Paul Gauguin, Winter Landscape, 1888. Oil on Canvas. Konstmuseum Gothenburg, Sweden.

7 Dec. Art Advent #6. Best known for his paintings of sensational French-Polynesian landscapes and group portraits addressing existential questions, I was surprised to see this winter landscape by French painter Paul Gauguin. In addition to being an amateur painter, Gauguin began his professional career as a stockbroker. After the market crashed in 1882, he moved with his Danish wife Mette and children to Copenhagen. A couple of years later, he began to paint full time. After a failed exhibition in Denmark, he went back to Paris in 1885. Leaving his family behind. In 1888, the year he made this painting, Gauguin spent some months with Vincent van Gogh in Arles. Their envisioned collaboration failed miserably. One of the reasons was that Van Gogh painted from real life, while Gauguin saw himself as a symbolist – painting from imagination. Nothing of that in this painting yet, just wonderfully captured snowy roofs and fields.
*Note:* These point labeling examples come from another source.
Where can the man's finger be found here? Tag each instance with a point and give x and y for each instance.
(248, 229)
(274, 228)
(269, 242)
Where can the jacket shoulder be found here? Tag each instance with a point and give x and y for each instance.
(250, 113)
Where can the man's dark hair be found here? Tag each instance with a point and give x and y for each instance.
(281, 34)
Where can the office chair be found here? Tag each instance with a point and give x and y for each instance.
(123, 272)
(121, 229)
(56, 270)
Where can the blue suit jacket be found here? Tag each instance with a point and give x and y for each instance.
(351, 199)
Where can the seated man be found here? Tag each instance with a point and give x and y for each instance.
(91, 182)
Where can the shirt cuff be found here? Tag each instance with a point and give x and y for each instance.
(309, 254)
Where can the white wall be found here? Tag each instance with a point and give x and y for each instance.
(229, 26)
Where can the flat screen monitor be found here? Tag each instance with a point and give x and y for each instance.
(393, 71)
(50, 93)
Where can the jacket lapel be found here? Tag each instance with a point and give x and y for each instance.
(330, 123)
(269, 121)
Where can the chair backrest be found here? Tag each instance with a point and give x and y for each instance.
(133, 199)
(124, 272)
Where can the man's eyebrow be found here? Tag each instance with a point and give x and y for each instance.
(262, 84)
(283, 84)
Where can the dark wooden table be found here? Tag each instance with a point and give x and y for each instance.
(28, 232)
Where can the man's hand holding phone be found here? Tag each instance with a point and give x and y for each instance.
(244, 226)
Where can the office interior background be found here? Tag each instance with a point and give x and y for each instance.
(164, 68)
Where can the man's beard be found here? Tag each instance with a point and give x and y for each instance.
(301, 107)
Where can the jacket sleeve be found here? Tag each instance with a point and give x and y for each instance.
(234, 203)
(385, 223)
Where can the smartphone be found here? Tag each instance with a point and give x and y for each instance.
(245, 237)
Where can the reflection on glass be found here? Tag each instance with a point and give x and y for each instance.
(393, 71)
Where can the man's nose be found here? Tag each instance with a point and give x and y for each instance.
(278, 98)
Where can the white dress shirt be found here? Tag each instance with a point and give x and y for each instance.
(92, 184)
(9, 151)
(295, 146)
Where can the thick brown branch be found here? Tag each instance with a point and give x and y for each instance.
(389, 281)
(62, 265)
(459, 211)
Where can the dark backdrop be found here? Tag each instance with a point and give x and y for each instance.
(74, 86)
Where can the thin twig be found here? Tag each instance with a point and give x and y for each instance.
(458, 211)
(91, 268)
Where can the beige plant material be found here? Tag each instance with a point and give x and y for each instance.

Lee Bontecou, Untitled (1961). Steel, canvas, velours, leather, copper wire, soot, paint. Stedelijk Museum, Amsterdam.

8 Dec. Art Advent #7. Strongly drawn in by the pitch-black holes, my mind was not quite able to make sense of this sculptural work by American artist Lee Bontecou, the first time I stood in front of it. Her work is remarkably consistent and recognizable as hers, since she first made name in the 1960s. Her sculptures are a mix between organic and constructed forms,without any visual references, but never wholly abstract. Bontecou creates independent entities, which makes them so thoroughly fascinating: to me these works fundamentally question existence, theirs and yours.